Mig Cardamone, director of sales and marketing at Sennheiser Middle East, offers a far more upbeat appraisal than most of his peers. Indeed, while most industry insiders see few signs of recovery this year, Cardamone believes 2017 so far has been better than 2016, in terms of confidence at least. “While 2016 was characterised by economic uncertainty, confidence has returned to the market and 2017 is shaping up to be a good year for business. At Sennheiser, we have witnessed 20% year-on-year (YoY) growth of our business-to-business (B2B) and prosumer segments.”
Cardamone is also clear on the main challenges his company faces. “One of the challenges is the inability to create reliable forecasts as business is often impacted by unforeseen political and economic factors. From our years of experience in the Middle East market, an important learning has been that even in challenging times, businesses must continue to invest in the region to ensure local relevance and to build trust and confidence with your customers,” Cardamone says.

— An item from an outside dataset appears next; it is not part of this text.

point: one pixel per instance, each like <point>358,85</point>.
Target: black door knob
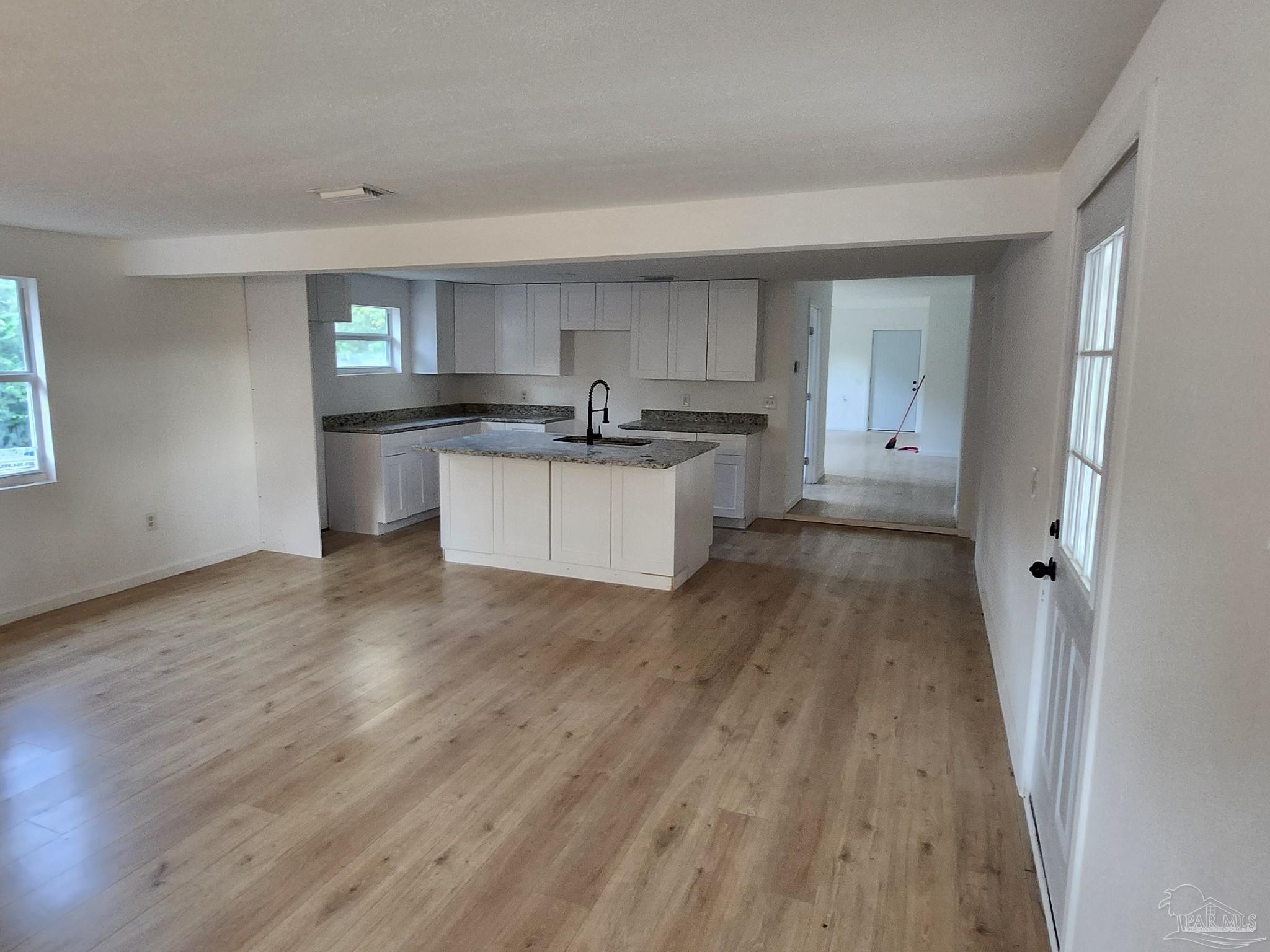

Last year, Sennheiser expanded its team in-line with its plan and also conducted several roadshows and training events and participated at industry trade shows including CABSAT, InfoComm MEA, and Prolight + Sound Middle East. These proved to be sound investments. “As soon as market conditions began to improve, we were well positioned to capitalise on new opportunities,” Cardamone says. “We remain optimistic as there is a growing demand for feature-rich, cost-effective solutions, and renewed investment in large projects within the region. The sectors that present the biggest opportunity to the AV-industry include hospitality, retail, education, and meetings, incentives, conferences and exhibitions.
Cardamone adds that Sennheiser has also been driving new business in the prosumer segment with a focus on products that use the latest technologies and features to bring value to the applications that people need.